Seçimlerin ardından faizlerdeki hızlı yükseliş devam ediyor.
Sözcü'nün haberine göre; Merkez Bankası (TCMB) seçim sonrasında imza atılan U-dönüşüyle birlikte politika faizini yüzde 9,5’ten yüzde 25’e çekerken, kredi faizleri de hızla artıyor.
Bankalarda ortalama ihtiyaç kredisi faizleri geçen hafta yaklaşık 7 puan daha artarak yüzde 59,71’e ulaştı. İhtiyaç kredisi faizlerinde iki haftalık yükseliş 13 puanı aştı.

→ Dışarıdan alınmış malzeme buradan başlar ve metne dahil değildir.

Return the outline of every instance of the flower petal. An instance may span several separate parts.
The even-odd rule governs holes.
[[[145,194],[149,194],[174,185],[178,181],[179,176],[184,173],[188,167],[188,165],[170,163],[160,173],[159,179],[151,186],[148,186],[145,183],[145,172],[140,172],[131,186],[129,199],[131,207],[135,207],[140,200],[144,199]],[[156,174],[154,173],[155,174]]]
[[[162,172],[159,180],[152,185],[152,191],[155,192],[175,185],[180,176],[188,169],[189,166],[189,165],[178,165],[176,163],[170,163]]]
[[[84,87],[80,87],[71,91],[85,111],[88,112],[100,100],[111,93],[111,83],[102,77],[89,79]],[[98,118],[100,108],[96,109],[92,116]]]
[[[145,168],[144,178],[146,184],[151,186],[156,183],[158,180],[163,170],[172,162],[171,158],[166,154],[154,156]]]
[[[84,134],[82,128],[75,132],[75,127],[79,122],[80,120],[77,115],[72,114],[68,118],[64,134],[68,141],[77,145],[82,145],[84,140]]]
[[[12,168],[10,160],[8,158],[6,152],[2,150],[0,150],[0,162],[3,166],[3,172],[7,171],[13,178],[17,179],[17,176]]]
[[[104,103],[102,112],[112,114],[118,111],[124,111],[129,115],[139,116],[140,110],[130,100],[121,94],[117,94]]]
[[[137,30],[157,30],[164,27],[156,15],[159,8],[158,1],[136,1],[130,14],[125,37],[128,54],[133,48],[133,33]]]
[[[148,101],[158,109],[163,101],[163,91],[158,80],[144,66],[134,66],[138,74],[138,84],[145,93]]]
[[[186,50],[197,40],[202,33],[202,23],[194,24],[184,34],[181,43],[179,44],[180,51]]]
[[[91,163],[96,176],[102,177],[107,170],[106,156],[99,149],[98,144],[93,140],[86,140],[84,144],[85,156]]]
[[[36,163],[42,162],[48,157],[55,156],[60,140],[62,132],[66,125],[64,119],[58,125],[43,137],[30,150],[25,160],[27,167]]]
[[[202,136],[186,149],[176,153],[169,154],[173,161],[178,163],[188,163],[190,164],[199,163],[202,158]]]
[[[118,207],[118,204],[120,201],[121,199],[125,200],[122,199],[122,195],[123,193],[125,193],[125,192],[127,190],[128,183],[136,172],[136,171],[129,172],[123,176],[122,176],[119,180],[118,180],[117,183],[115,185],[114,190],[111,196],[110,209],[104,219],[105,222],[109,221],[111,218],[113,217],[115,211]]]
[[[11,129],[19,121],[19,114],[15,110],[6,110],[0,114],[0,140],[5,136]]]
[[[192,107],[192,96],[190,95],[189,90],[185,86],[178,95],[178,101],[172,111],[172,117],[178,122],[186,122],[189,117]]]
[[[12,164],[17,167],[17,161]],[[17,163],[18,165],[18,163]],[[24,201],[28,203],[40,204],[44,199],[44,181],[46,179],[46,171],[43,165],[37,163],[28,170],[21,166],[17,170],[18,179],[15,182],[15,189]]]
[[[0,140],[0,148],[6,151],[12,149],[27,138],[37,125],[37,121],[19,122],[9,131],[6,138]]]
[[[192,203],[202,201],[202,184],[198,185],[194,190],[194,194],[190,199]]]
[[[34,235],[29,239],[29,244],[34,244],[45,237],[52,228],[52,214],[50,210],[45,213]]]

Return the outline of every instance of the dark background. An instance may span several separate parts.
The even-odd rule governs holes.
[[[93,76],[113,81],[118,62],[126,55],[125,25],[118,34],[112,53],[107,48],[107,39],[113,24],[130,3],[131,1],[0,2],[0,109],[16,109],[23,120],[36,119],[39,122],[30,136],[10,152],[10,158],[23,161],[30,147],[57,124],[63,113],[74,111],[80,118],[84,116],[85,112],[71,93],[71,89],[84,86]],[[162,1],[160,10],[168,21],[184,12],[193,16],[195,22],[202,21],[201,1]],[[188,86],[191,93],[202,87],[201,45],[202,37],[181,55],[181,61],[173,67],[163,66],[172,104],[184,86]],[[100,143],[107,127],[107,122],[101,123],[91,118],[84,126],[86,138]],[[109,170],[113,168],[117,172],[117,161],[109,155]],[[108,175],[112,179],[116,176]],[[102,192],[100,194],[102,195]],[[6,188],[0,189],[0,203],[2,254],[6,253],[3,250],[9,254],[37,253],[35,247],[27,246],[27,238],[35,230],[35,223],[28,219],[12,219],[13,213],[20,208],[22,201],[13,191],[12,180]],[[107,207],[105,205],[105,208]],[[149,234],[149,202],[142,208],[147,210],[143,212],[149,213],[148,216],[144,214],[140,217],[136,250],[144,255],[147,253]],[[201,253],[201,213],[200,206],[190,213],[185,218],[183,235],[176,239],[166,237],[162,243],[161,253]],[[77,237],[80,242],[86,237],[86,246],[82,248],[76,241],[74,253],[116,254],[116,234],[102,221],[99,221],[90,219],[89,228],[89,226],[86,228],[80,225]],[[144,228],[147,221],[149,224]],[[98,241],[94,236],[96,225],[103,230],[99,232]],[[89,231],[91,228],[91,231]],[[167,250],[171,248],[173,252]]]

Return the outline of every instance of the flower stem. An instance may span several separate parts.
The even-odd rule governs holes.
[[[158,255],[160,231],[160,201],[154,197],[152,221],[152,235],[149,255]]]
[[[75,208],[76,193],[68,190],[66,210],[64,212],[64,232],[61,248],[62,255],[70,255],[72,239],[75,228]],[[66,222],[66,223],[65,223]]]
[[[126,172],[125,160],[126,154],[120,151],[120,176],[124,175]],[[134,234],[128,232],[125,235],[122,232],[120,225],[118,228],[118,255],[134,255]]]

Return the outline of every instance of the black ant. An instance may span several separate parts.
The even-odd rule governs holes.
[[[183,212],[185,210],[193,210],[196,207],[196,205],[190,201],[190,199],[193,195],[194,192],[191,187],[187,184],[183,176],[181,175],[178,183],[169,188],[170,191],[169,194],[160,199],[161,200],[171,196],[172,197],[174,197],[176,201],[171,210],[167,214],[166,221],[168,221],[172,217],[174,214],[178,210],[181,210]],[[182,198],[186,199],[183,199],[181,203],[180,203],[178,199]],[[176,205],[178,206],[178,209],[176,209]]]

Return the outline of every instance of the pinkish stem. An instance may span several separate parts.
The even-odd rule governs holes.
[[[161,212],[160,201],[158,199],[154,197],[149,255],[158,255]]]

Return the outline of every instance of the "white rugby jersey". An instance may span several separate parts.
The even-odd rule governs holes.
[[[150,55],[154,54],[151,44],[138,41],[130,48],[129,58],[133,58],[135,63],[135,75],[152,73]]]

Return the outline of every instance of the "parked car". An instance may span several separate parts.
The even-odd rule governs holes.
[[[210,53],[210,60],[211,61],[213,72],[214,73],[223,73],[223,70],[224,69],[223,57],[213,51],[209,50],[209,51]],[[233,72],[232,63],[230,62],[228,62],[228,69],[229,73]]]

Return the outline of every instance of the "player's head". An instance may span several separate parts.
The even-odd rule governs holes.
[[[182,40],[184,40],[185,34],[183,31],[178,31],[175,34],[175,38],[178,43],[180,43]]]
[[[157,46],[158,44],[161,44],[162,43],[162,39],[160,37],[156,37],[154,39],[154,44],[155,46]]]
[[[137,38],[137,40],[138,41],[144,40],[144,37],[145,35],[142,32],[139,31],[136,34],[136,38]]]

Bu oran, 21 yılın en yüksek seviyesi olarak kayıtlara geçerken birçok vatandaş ise bu oranın üzerinde oranlarla karşı karşıya kalıyor.

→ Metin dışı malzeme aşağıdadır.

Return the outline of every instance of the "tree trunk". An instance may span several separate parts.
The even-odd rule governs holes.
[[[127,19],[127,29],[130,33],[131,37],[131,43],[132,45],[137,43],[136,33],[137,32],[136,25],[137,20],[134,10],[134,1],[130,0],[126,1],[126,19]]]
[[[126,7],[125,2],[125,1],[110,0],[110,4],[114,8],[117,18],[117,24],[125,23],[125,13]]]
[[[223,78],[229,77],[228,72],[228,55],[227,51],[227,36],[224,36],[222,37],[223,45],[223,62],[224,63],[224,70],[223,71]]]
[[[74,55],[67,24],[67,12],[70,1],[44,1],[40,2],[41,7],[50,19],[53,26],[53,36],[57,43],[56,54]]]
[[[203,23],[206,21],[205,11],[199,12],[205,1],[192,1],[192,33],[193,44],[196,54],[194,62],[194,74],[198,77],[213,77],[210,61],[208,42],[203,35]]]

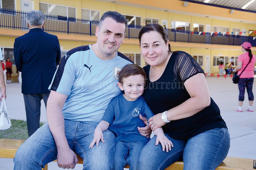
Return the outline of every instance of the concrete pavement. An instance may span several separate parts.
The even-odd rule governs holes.
[[[246,111],[248,106],[248,96],[246,92],[243,105],[243,112],[235,112],[238,104],[239,91],[237,85],[232,83],[230,77],[207,76],[206,78],[211,97],[219,105],[221,115],[229,129],[231,139],[230,147],[228,156],[256,159],[256,104],[253,106],[254,112]],[[256,96],[256,85],[253,91]],[[6,105],[8,112],[12,119],[26,120],[24,99],[21,94],[21,85],[18,83],[6,85]],[[47,120],[46,109],[42,101],[40,120]],[[1,132],[0,132],[1,133]],[[48,165],[49,170],[62,169],[59,168],[56,162],[51,162]],[[12,159],[0,158],[0,170],[13,169]],[[74,169],[82,169],[82,165],[77,165]]]

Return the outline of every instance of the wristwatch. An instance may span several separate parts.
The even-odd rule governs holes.
[[[161,118],[163,120],[163,121],[165,123],[169,123],[170,121],[167,120],[167,115],[166,114],[166,111],[165,111],[162,114],[162,115],[161,116]]]

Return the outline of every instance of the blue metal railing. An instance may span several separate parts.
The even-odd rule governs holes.
[[[0,28],[28,30],[25,18],[27,12],[12,10],[0,9]],[[99,21],[67,18],[60,16],[45,15],[44,31],[68,34],[94,36]],[[137,38],[142,26],[130,25],[126,38]],[[170,41],[240,45],[244,42],[256,46],[256,40],[251,36],[234,35],[224,35],[220,33],[211,34],[174,29],[166,29]]]

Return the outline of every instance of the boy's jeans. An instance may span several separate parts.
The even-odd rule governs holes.
[[[130,165],[130,170],[138,169],[138,163],[140,154],[147,143],[143,142],[118,142],[114,154],[112,170],[123,169],[127,164]]]
[[[84,159],[84,169],[112,168],[116,144],[114,134],[103,132],[105,142],[89,148],[97,125],[65,120],[66,136],[69,147]],[[47,123],[38,129],[18,149],[13,159],[14,170],[40,170],[57,158],[55,142]]]

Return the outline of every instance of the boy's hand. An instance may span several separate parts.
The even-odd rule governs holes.
[[[158,145],[159,142],[162,145],[163,151],[164,151],[166,149],[166,152],[168,152],[169,150],[170,151],[171,150],[171,147],[173,147],[172,142],[165,136],[164,134],[161,134],[157,135],[156,141],[156,145]]]
[[[99,129],[99,128],[96,128],[95,131],[94,131],[94,136],[93,140],[92,140],[92,142],[90,144],[89,148],[92,148],[95,143],[96,143],[96,146],[99,146],[100,140],[103,143],[105,142],[105,141],[103,138],[103,133],[102,133],[102,131],[101,130]]]

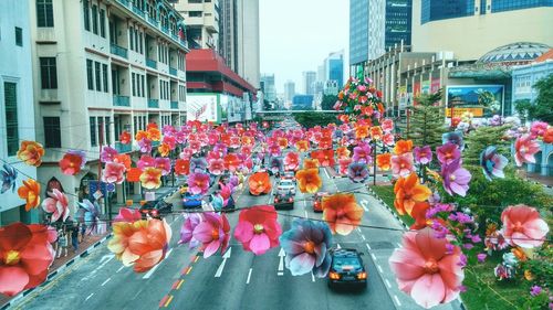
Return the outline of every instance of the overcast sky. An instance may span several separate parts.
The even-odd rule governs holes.
[[[278,93],[284,82],[302,90],[302,72],[314,71],[331,52],[348,60],[348,0],[259,0],[261,74],[274,73]]]

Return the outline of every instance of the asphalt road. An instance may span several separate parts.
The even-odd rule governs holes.
[[[335,235],[335,246],[356,248],[365,255],[368,286],[363,291],[327,288],[326,279],[304,275],[293,277],[280,269],[280,247],[262,256],[244,252],[233,238],[227,255],[208,259],[197,256],[187,245],[178,246],[182,216],[168,217],[173,228],[167,258],[146,274],[135,274],[117,261],[105,245],[56,277],[45,287],[27,296],[15,309],[421,309],[397,289],[387,259],[399,246],[401,226],[374,197],[366,185],[347,179],[332,179],[321,169],[323,191],[356,191],[365,209],[363,225],[348,236]],[[240,194],[237,205],[271,203],[272,195]],[[283,231],[293,216],[320,220],[312,211],[311,196],[296,194],[292,211],[279,211]],[[238,212],[229,214],[232,227]],[[445,306],[436,309],[452,309]]]

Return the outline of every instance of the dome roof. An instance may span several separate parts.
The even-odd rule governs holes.
[[[497,47],[486,53],[479,63],[529,63],[551,47],[542,43],[517,42]]]

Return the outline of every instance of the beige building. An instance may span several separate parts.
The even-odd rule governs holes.
[[[413,52],[451,51],[460,61],[476,61],[513,42],[553,46],[553,7],[538,2],[413,0]]]
[[[58,180],[72,205],[98,179],[101,146],[123,145],[148,122],[181,125],[186,115],[184,19],[159,0],[30,1],[36,140],[46,148],[42,183]],[[40,3],[40,4],[36,4]],[[62,174],[69,150],[86,152],[79,174]],[[139,183],[117,185],[123,202]],[[115,201],[114,201],[115,202]]]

Seçim öncesinde yüzde 30’lar seviyesinde olan ortalama ihtiyaç kredisi faizleri, seçim sonrasındaki dört ayda yaklaşık iki katına çıkmış oldu.
TAŞITTA, KONUTTA, TİCARİDE SERT YÜKSELİŞLER
Geçen hafta ortalama taşıt kredisi faizleri de yaklaşık 10 puanlık yükselişle yüzde 46,46’ya yükseldi.
Taşıt kredisi faizleri seçim öncesinde yüzde 20’ler seviyesindeydi ve seçim sonrasında bu kredi türünde de faizler ikiye katlanmış oldu.
Seçim öncesinde limit düşük tutulsa da yüzde 16’ları gören ortalama konut kredisi faizleri de geçen hafta yaklaşık 3 puanlık artışla yüzde 38,85’e yükseldi.
Seçim öncesinde uygulanan faiz tavanıyla birlikte yüzde 14’e kadar gerileyen ortalama ticari kredi faizleri de geçen hafta yaklaşık 3 puanlık yükselişle yüzde 40,87’ye ulaştı. Ticari kredi faizleri seçim öncesine göre üçe katlanmış oldu.
Seçim öncesinde haftada 100 milyar TL’nin üzerinde seyreden kredi hacmindeki büyüme ise geçen hafta 20 milyar TL oldu.
TCMB’nin bankaları kur korumalı mevduattan (KKM) standart TL mevduata geçişi zorlayan düzenlemesinin ardından mevduat faizlerinde de hızlı yükseliş yaşanıyor.
Gösterge kabul edilen 3 aya kadar vadeli TL mevduat faizi geçen hafta yaklaşık 3 puanlık artışla yüzde 40,87’ye geriledi.
NEDEN YÜKSELİYOR?
Hükümet seçim öncesinde ekonomide çarkların hızlı dönmesini sağlamak için döviz kurlarını yatay, faizleri de düşük tutmaya çalışmıştı ancak bu politika Türkiye’yi büyük bir ödemeler dengesi krizinin eşiğine getirince seçim sonrasında U-dönüşüne imza atıldı.
Seçim öncesinde döviz rezervleri tüketilerek, döviz işlemleri kısıtlanarak ve yabancı ülkerden örtülü borçlar alınarak düşük tutulmaya çalışılan döviz kurları, seçim sonrasında kademeli olarak “serbest” bırakılmıştı.
Kur artışına eşlik eden vergi artışlarıyla birlikte enflasyon tekrar hızlanmıştı.
Bu tablo karşısında ise faizler mecburen yukarı çekildi.